Update Oct 2014: this guitar has been stable since I first strung it up and also since then I've added an extra spacer to the truss rod nut area to give more adjustability and the neck holds nice and straight. I wouldn't tune it up to pitch but tuning down a step (DGCFAD) seems fine as well as open D (DADF#AD) and a step below that (CGCEGC), too, though detuned to that variant of C you'll get a little fret slapping from the wobbly strings if you bang it hard. If it absolutely needs to be tuned up to standard pitch perhaps a set of electric 12-string strings would be appropriate with an 8 or 9 on the high E.
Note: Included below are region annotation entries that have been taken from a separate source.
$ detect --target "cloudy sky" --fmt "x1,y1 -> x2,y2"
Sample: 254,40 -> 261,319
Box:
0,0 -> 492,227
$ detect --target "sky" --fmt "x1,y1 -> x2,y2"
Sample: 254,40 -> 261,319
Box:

This guitar was given to me a while back and I just got around to giving it a proper fret level/dress and setup today which was all it really needed to get playing again. It has some age-related issues and a bad old headstock repair which is holding fine. I've always had a soft spot for Ovation 12s because the jangle is so focused and clean. This 12-fret model can be tuned down a step below open D (as in open C in CGCEGC format) with 12-string "10s" and still sound barn-burningly full and boomy. Most Martin 12-fret D-style 12-strings can't claim that!


Solid spruce top with fan bracing... which is typical of this time-period Ovations. It's like bulked-up classical fan bracing and to my ears sounds great. Update: a small lift on the treble side wing has been reglued and the bridge is good to go.


12 individual Schaller tuners keep this thing tuned very smoothly.


This has a 1 7/8" nut but the back profile is quick and lightly C-shaped which means that for an open-tuned hound like myself the capo works easily.



The rosewood bridge with "rear loading" isn't my first choice on acoustics because it makes it a pain to temporarily remove the strings for setup or spot fret work... but it is very easy to load.


By the time this was made the Ovation "bowl" back was modified to a flatter profile vs. its older relatives. This hugs the body a lot better than the early ones.





The 5-piece neck adds strength.


...but here's that old epoxy neck repair. Update October: this had been holding fine but I can't guarantee it'll last forever.



That original formed case is still in good shape and doing its job.

2 comments:

Tiffany Cheatwood said...

I have one too... I love the sound of it, but it has meat grinder action.... what the hell do I do about that?

Jake Wildwood said...

Get it setup correctly: adjust the truss back, shave your bridge and saddle if necessary, and make sure the not slots are cut to the proper depth. Also intonate the saddle for the octave strings... helps, too.